Does this fix the issue in EAS energy calculation you mentioned
initially? We now add/subtract task rbl_avg from CPU rbl_avg but can we
now use this value correctly in util_avg based EAS?

How do you want to solve the power consumption regression in you
low-power use cases? Since you mentioned per-CPU tasks in those
contention scenarios (per-CPU worker vs producer *), do you plan to only
use boost in cpu_util() in case the affinity of p (worker) is not
constrained? Not sure whether the consumer (CPU affinity not
constrained) also has rbl_avg > util_avg?

*
https://lore.kernel.org/r/4adbab4d-f9e4-4354-aa1e-48f11b1fd208@transsion.com


[...]
Re: [PATCH v2] sched/fair: Fix cpu_util runnable_avg arithmetic
Posted by Hongyan Xia 2 days, 16 hours ago
On 6/5/2026 6:35 PM, Dietmar Eggemann wrote:
> On 05.06.26 11:43, Hongyan Xia wrote:
>> From: Hongyan Xia <hongyan.xia@transsion.com>
>>
>> If we take runnable_avg in max(runnable_avg, util_avg) in cpu_util(), we
>> should then add or subtract task runnable_avg, but the arithmetic below
>> is still with task util_avg. This mixes runnable_avg with util_avg which
>> is incorrect.
>>
>> Fix by always doing arithmetic with runnable_avg and only take
>> max(runnable_avg, util_avg) at the last step.
>>
>> Fixes: 7d0583cf9ec7 ("sched/fair, cpufreq: Introduce 'runnable boosting'")
>> Signed-off-by: Hongyan Xia <hongyan.xia@transsion.com>
>
> Does this fix the issue in EAS energy calculation you mentioned
> initially? We now add/subtract task rbl_avg from CPU rbl_avg but can we
> now use this value correctly in util_avg based EAS?
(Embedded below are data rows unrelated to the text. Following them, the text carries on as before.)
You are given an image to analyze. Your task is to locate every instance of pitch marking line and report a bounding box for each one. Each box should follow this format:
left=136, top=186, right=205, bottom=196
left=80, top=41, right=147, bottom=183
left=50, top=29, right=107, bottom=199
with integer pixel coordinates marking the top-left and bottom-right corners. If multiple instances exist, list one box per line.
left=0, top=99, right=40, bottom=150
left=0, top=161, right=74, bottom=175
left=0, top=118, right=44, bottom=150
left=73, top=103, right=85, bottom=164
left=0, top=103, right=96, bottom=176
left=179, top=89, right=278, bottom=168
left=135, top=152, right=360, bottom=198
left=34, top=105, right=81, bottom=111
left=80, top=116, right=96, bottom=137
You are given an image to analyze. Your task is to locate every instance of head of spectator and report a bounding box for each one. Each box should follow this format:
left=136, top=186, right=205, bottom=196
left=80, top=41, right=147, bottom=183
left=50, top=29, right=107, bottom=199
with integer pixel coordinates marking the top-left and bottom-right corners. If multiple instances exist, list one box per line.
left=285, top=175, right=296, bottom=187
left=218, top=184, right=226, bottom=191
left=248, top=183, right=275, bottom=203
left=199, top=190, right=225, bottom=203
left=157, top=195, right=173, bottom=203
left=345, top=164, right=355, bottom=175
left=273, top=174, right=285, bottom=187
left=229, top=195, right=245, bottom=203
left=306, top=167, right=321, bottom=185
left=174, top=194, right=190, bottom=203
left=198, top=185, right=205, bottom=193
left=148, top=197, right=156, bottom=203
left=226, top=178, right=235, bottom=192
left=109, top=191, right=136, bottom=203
It does improve things a bit. It used to occasionally pile up tasks on
the same CPU, which happens less after this patch. At least it now gets
the maths right so this fix should probably be in regardless.

> How do you want to solve the power consumption regression in you
> low-power use cases? Since you mentioned per-CPU tasks in those
> contention scenarios (per-CPU worker vs producer *), do you plan to only
> use boost in cpu_util() in case the affinity of p (worker) is not
> constrained? Not sure whether the consumer (CPU affinity not
> constrained) also has rbl_avg > util_avg?

This patch only gets the maths right but the energy regression is still
big because frequency hasn't changed. The producer-consumer is only the
worst offender, not the only one. Trouble is that runnable_avg is just a
big number to deal with in general, and you could easily double or
triple your frequency if you have many small threads around (which is
the case in our mobile cases).

We haven't found a good solution to solve it completely. I keep
wondering if there could be a better metric than raw runnable_avg. One
that is not so big in magnitude and does a much better job to tell the
true contention where boosting frequency helps.

> *
> https://lore.kernel.org/r/4adbab4d-f9e4-4354-aa1e-48f11b1fd208@transsion.com
>
>
> [...]